Your b is a list of arrays:

In [84]: b = list(map(lambda x:np.arange(x, x+10), np.arange(0, 5)))            
In [85]: b                                                                      
Out[85]: 
[array([0, 1, 2, 3, 4, 5, 6, 7, 8, 9]),
 array([ 1,  2,  3,  4,  5,  6,  7,  8,  9, 10]),
 array([ 2,  3,  4,  5,  6,  7,  8,  9, 10, 11]),
 array([ 3,  4,  5,  6,  7,  8,  9, 10, 11, 12]),
 array([ 4,  5,  6,  7,  8,  9, 10, 11, 12, 13])]

When used as an index:

In [86]: np.arange(1000)[b]                                                     
/usr/local/bin/ipython3:1: FutureWarning: Using a non-tuple sequence for multidimensional 
indexing is deprecated; use `arr[tuple(seq)]` instead of `arr[seq]`. 
In the future this will be interpreted as an array index, `arr[np.array(seq)]`, 
which will result either in an error or a different result.
  #!/usr/bin/python3
---------------------------------------------------------------
IndexError: too many indices for array

A[1,2,3] is the same as A[(1,2,3)] - that is, the comma separated indices are a tuple, which is then passed on to the indexing function. Or to put it another way, a multidimensional index should be a tuple (that includes ones with slices).

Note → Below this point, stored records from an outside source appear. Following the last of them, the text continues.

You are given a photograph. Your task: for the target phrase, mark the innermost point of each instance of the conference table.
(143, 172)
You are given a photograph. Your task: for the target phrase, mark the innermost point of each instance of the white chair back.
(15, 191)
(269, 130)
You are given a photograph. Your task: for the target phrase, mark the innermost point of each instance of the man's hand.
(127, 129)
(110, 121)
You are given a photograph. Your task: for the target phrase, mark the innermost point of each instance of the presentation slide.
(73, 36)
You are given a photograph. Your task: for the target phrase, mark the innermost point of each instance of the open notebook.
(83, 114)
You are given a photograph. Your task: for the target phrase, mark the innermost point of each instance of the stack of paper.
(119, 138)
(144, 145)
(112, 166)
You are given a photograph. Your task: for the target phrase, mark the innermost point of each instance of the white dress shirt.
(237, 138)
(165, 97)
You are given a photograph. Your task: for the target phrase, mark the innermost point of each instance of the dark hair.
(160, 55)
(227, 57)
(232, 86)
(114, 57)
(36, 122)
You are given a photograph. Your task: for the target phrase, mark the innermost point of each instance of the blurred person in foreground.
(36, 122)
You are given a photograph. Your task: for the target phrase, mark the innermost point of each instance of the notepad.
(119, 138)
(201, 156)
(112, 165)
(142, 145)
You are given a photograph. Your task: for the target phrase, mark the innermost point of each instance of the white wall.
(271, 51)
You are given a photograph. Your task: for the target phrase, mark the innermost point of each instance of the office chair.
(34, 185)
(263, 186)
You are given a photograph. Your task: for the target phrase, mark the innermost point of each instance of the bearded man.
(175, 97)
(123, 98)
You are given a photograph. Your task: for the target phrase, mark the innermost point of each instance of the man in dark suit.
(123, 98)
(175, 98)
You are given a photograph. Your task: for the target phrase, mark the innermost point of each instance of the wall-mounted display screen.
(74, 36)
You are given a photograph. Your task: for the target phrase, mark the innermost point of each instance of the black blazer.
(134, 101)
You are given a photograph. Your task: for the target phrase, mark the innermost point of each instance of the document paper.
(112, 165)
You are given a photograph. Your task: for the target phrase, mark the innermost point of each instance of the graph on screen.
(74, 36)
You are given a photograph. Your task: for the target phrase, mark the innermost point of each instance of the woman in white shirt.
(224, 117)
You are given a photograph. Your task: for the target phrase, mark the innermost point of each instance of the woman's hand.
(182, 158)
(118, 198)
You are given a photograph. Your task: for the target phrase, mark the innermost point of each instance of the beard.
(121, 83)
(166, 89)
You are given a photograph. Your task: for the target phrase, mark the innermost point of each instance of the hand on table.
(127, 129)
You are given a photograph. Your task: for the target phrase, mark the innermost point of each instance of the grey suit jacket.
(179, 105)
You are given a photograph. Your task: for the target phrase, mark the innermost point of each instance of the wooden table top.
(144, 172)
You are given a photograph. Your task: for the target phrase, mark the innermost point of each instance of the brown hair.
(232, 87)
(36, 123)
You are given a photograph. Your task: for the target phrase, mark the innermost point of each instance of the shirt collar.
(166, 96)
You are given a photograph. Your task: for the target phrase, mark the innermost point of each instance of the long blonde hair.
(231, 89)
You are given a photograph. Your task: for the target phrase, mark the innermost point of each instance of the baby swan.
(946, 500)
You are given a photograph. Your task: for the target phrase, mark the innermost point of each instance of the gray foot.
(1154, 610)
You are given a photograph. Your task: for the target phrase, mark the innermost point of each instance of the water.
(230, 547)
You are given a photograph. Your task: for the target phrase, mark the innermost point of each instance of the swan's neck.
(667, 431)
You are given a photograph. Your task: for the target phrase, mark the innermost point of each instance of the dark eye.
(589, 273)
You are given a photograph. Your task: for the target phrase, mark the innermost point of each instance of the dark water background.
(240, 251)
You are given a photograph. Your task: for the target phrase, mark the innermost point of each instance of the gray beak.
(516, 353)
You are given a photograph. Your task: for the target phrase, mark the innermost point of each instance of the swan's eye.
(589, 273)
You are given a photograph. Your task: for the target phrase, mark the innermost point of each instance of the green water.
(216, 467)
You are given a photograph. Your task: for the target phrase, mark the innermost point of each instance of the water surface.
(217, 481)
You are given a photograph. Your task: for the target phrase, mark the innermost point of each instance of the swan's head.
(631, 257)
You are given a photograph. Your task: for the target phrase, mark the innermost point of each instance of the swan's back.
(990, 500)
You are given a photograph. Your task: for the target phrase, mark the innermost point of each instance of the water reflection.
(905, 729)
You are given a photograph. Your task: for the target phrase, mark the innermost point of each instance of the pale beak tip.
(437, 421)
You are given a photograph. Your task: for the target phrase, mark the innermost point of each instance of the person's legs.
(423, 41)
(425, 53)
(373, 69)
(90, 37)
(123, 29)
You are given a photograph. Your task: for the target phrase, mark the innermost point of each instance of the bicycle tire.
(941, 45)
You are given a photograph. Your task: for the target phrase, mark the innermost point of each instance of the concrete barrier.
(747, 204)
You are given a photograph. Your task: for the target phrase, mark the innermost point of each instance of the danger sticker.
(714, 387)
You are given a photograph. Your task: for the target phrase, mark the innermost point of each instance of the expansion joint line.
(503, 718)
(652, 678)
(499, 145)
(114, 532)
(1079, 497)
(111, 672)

Up to now numpy has been a bit sloppy, and allowed us to use a list of indices in the same way. The warning tells us that the developers are in the process of tightening up those restrictions.

The error means it is trying to interpret each array in your list as the index for a separate dimension. An array can have at most 32 dimensions. Evidently for the longer list it doesn't try to treat it as a tuple, and instead creates a 2d array for indexing.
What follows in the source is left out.